This is the third in an excellent series of guest posts by Paul Rexton Kan. The first and second articles explored drugs in warfare and peak insurgency. Kan also recently contributed to a special issue of Small Wars and Insurgency.
The ongoing drug cartel violence in Mexico took an ominous turn last month. While the killings of two Americans who were consular employees in Ciudad Juarez was a serious escalation, even more troubling was an event that took place several miles away and several days later. Thirty people of the small Mexican town of El Porvenir walked the 860 yards to the US border, crossed it and went to a small Texas town of Ft. Hancock to seek political asylum from an explicit cartel threat. The threat was simple as it was cruel—leave before the outbreak of a gang war or your children will be targets…unless you provide 5000 pesos per child for protection. The gang was able to purge the town of human obstacles and earn money for weapons from those who could afford to pay the extortion money.
Political asylum cases are not new, but those who qualify are targeted for their political beliefs or ethnicity in countries that are typically repressive or coming apart. Mexico is neither and the reason people are being targeted in Mexico by cartels and gangs is not for what they believe or for who they are, but for what they do—police who investigate crimes; mayors who govern towns; journalists who write about the violence. And now people are being targeted merely because they are in the way, because of where they live.
If such acts of criminal cleansing are repeated and sustained, US communities will feel an even greater burden on their systems of public safety and public health from “narco-refugees”.

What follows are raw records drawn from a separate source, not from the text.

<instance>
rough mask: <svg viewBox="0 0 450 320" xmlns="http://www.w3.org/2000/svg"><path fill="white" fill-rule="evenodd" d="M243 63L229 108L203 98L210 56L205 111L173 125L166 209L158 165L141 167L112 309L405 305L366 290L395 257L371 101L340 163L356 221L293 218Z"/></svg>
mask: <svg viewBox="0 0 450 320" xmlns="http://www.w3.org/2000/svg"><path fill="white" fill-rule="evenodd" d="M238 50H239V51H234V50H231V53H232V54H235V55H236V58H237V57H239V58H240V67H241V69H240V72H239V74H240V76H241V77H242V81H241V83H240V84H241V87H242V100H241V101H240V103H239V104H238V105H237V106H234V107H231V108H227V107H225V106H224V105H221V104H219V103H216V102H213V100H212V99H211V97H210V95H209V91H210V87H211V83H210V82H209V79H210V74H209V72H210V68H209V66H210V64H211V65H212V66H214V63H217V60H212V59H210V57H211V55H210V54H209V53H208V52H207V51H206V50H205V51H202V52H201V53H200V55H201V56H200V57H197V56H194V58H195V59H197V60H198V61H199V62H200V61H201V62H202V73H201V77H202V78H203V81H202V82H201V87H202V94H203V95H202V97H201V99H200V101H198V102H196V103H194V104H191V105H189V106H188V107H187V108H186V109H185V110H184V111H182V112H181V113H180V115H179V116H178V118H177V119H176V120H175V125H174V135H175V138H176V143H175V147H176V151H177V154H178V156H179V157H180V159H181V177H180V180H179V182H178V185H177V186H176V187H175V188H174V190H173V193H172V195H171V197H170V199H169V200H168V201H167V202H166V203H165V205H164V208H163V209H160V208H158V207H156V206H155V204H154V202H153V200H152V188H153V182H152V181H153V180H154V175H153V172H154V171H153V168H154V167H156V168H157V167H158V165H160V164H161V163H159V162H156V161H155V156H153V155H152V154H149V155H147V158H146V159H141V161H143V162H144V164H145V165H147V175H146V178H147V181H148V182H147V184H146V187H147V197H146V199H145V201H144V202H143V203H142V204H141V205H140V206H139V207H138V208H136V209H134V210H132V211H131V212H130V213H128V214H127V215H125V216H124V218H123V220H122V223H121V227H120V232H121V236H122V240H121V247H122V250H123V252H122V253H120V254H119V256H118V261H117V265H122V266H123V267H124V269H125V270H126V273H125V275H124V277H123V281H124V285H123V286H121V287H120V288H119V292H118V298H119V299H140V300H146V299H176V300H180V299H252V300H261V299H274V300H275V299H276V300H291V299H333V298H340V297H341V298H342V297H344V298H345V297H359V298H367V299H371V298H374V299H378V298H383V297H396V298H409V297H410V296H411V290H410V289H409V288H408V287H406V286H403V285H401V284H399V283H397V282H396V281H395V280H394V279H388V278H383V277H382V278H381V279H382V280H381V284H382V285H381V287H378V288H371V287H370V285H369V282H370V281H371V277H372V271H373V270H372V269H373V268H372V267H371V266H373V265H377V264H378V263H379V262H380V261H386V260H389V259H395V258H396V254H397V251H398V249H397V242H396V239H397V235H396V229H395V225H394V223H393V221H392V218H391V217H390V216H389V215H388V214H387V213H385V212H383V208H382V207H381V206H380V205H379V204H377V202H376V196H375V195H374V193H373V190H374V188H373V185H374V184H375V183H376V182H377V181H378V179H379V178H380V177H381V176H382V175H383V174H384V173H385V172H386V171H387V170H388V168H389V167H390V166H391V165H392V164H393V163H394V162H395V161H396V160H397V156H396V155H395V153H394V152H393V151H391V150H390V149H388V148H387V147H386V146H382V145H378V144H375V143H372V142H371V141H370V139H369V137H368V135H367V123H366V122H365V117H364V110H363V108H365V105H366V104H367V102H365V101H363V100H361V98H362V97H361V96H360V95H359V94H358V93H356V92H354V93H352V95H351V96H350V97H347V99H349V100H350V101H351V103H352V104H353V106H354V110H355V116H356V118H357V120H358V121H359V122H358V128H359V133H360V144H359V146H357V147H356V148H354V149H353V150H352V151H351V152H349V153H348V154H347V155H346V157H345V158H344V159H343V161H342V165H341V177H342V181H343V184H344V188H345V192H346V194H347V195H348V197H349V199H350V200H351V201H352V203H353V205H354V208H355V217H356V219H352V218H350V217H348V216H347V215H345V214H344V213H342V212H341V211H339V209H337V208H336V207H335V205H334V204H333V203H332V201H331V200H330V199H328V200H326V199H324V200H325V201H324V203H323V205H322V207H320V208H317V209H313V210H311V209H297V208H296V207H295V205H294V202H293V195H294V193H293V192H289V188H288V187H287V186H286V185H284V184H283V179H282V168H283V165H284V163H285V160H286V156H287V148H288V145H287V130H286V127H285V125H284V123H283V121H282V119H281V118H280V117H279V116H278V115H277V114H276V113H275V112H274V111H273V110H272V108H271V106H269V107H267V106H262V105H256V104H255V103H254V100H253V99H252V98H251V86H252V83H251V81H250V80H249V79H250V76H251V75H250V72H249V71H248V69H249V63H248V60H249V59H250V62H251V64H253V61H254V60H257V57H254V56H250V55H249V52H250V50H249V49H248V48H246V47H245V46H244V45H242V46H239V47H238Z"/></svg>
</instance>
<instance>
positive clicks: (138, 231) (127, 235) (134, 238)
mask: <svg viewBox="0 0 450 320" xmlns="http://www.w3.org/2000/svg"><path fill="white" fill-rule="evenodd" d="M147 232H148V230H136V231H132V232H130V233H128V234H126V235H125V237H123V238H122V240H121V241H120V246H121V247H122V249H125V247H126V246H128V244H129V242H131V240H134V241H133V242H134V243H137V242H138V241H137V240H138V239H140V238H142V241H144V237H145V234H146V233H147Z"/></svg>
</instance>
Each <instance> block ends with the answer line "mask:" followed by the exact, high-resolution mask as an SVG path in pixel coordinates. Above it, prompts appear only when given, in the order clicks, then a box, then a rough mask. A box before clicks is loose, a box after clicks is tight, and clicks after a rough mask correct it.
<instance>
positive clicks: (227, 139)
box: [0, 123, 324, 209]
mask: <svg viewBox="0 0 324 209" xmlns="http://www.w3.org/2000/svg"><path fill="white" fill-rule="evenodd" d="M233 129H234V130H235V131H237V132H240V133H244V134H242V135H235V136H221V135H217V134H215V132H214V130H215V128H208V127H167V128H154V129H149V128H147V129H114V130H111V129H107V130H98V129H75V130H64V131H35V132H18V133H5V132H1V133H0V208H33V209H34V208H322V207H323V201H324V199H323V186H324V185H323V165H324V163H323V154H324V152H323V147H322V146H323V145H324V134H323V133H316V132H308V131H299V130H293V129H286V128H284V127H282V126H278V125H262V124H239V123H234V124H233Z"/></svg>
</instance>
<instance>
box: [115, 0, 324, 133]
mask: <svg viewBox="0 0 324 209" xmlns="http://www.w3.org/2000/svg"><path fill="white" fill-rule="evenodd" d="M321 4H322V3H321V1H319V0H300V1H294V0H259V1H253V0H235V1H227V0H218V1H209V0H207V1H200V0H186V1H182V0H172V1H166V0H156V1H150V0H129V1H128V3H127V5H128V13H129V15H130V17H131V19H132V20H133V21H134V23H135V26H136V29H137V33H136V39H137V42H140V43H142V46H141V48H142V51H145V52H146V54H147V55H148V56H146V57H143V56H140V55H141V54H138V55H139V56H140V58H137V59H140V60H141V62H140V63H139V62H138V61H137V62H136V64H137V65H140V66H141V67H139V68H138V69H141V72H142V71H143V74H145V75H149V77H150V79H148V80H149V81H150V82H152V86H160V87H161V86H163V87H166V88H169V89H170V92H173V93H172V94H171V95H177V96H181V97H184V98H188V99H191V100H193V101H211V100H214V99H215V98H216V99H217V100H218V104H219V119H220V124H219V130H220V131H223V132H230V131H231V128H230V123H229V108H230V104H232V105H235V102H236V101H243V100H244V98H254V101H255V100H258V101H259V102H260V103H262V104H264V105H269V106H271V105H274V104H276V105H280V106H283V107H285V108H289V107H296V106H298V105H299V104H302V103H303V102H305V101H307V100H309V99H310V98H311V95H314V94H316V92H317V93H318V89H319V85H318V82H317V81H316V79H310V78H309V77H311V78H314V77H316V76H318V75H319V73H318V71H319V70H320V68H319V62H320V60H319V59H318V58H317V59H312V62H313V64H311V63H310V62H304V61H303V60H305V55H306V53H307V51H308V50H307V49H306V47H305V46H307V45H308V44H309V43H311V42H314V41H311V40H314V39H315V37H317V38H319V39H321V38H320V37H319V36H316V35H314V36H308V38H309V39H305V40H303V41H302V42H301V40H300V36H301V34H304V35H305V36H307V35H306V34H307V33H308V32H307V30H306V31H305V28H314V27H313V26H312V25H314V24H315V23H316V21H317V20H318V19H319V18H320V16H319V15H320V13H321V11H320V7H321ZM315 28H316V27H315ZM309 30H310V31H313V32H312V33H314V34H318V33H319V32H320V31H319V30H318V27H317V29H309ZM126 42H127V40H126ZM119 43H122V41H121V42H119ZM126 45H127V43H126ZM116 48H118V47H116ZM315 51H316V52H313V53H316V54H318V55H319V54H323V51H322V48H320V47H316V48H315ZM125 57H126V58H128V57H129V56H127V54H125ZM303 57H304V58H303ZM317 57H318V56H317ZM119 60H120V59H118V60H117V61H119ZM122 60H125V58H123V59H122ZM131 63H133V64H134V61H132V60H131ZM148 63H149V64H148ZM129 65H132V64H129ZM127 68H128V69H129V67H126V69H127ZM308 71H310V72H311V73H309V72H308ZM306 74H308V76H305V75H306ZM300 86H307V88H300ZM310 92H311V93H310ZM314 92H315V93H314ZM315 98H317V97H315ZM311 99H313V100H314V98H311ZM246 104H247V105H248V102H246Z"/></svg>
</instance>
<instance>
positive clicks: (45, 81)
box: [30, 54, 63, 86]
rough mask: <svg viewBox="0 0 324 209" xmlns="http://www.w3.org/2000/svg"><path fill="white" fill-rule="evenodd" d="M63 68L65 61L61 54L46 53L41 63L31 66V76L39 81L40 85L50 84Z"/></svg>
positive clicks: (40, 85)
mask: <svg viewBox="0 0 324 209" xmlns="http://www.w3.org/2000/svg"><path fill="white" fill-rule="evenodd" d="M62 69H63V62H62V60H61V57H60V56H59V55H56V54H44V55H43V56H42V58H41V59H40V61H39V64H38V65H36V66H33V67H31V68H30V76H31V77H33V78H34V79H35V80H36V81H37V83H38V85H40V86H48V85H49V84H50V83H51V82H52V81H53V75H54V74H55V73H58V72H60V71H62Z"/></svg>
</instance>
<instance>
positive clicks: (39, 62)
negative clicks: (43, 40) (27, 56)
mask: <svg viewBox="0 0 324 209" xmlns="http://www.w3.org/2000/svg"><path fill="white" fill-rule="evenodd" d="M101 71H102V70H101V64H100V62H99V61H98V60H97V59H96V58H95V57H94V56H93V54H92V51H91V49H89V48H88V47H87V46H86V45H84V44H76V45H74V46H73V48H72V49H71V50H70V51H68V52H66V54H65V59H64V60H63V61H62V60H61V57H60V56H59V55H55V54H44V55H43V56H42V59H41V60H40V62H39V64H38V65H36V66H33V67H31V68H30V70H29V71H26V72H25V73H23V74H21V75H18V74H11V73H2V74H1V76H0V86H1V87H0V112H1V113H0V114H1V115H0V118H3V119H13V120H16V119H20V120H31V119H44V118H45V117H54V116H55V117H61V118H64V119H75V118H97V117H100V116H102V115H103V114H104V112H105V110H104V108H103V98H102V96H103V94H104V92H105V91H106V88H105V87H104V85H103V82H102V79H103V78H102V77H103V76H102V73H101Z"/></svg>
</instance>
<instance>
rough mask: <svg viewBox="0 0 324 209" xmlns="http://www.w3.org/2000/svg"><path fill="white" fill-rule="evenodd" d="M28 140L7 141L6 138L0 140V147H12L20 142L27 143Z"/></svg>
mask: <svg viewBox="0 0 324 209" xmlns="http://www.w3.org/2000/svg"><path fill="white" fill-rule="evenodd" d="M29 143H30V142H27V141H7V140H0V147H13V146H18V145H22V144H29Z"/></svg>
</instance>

Given the ever increasing cruelty of the cartels, the question is whether and how the US should begin to prepare for what could be a new wave of people like those whose hometown of El Porvenir is Spanish for “the future”.
Paul Rexton Kan is currently an Associate Professor of National Security Studies at the U.S. Army War College at Carlisle Barracks, Pennsylvania. While finishing his Ph.D., he was the Deputy Director of the Center for China-United States Cooperation where he coordinated professional exchanges with Chinese officials from the policy institutions linked to the Ministry of Foreign Affairs, the Ministry of State Security, and the People’s Liberation Army.